Tuesday, July 2, 2013

Remembering One of Our Own

It's hard to believe I arrived in Brussels almost three weeks ago. Three weeks already? Only three weeks? I'm not sure how it's possible to feel like I've been here for both an eternity and just a blink of an eye, but it does and I do. I've spent these couple of weeks wandering around wide-eyed and in awe of the history and grandeur that surround me. At times, the sheer freedom to go where I choose, when I choose, without body guards or armored vehicles, has been almost suffocating. I've thrown myself into work, pouring over files and cables, eager to learn as much as I can in order to become a productive and contributing member of the team as quickly as possible. 

The rigorous nine months spent slogging through French training in DC have started drifting into the background, slowly fading into nostalgic memories of a time spent in the States getting paid to learn a beautiful language. Constant reminders of the amazing friendships and bonds forged with colleagues over our struggles with French grammar (I still detest subjunctive) and pronunciation (why can't I distinguish between vin and vent?) have become less frequent. Not because I no longer care, but because adjusting to this new life has taken nearly all the energy and enthusiasm I can muster. I assumed this was the same for the other "Frenchies" too, as we all start to drift to our remote (or not) corners of the globe, making it on our own yet inextricably bound by all those months pacing the halls of FSI. I thought so, that is, until this weekend. 

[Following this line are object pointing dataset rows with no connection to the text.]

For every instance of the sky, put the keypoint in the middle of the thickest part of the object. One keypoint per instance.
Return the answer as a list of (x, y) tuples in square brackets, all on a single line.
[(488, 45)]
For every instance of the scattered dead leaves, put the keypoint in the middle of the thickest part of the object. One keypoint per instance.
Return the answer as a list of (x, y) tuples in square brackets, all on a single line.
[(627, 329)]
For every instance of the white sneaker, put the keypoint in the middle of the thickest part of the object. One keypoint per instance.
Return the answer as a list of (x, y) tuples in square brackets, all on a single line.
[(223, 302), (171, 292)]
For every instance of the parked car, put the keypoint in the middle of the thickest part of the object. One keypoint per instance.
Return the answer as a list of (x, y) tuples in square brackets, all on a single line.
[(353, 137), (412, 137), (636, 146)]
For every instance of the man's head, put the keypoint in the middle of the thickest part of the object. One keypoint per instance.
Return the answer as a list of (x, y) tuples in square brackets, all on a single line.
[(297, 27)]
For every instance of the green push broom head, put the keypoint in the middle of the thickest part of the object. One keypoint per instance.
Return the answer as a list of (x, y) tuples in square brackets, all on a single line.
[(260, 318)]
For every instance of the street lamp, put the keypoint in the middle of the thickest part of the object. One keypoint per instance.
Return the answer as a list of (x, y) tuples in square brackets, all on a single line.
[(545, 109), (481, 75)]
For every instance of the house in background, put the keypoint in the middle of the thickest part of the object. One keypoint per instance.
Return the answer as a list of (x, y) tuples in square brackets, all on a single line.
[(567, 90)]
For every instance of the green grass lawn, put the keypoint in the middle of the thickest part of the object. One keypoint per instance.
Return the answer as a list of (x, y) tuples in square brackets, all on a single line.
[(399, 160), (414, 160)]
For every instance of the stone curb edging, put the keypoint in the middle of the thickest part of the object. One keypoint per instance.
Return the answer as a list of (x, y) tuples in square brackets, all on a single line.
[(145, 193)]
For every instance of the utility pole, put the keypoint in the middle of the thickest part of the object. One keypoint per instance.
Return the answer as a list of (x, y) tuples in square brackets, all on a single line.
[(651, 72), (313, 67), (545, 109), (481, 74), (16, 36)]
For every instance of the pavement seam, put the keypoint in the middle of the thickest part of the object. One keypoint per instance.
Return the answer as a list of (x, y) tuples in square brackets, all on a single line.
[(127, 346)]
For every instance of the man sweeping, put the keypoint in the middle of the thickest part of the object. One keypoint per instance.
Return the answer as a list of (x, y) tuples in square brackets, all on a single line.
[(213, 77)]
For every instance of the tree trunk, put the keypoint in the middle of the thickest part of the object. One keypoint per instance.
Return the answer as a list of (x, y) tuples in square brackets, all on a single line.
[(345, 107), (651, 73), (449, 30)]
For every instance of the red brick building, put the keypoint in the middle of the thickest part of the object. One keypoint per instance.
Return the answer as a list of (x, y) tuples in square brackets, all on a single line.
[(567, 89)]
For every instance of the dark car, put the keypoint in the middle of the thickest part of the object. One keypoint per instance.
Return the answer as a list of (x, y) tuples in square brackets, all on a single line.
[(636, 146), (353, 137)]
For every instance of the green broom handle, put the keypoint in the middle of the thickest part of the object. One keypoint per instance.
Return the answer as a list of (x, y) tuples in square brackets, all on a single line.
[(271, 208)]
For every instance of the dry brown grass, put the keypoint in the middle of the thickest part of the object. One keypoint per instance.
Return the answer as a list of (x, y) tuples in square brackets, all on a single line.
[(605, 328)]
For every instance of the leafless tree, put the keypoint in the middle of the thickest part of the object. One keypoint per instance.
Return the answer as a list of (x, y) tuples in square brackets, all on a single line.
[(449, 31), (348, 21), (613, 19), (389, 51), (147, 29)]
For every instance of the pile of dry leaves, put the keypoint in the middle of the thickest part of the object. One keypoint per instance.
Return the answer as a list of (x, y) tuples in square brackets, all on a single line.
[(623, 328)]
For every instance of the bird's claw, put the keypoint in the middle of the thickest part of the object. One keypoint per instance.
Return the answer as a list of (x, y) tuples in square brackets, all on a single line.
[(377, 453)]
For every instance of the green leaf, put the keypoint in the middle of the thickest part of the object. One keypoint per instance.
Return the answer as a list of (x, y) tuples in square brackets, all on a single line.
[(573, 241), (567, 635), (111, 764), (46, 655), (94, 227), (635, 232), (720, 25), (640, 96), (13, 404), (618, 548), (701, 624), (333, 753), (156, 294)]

On Saturday, June 29, our tight-knit group of pseudo-Francophile FSOs lost a member. Not even two months after her arrival in Haiti, Antoinette was tragically killed in a car accident. Even writing this down doesn't make it feel real. News of her passing traveled around the globe at lightening speed, from the Congo to Guinea, Mauritania to DC. Even colleagues here in Brussels, who hadn't been in French or even had the pleasure of knowing her personally, had heard the crushing news and were lamenting her death come Monday morning. Despite the horrifying circumstances, this was a comforting reminder of what the Foreign Service family really means. In times of happiness or sorrow, abundance or need, celebration or mourning, it comes together. We come together. No matter where we are or what we're doing. Emails go flying, phone calls are made. Who can do what for whom? Checking on each other, leaning on each other. No matter how much time has passed, this is how it's always done. For whatever irrational reason, I've maintained the naive notion that when tragedy strikes it won't be close to home, won't hurt anyone I know. But it always hurts somebody's home, hurts somebody's loved one. And this time, it could happen to us. It did happen to us. Antoinette was one of us, part of our family. 

I'm afraid whatever I could say here won't do her memory justice, but I want to try anyway. I want her husband and two sweet little babies to know that we are heartbroken over her loss, shocked by a life taken far too soon, made raw by the thought of the agony her loved ones are now enduring. Spunky and funny, with a quick smile and an infectious laugh, Antoinette always brightened my day with a witty line or sarcastic remark. Her passion for development work and excitement over her assignment to Haiti was evident after just minutes of chatting with her. She was a committed public servant, caring, generous, and thoughtful. She was also a marathon runner and proud mama. I am honored to call her a member of our family, and am humbled by the ultimate sacrifice she and her family have made. Thank you, Antoinette, for serving our country with grace and dignity. Your kind spirit shall never be forgotten.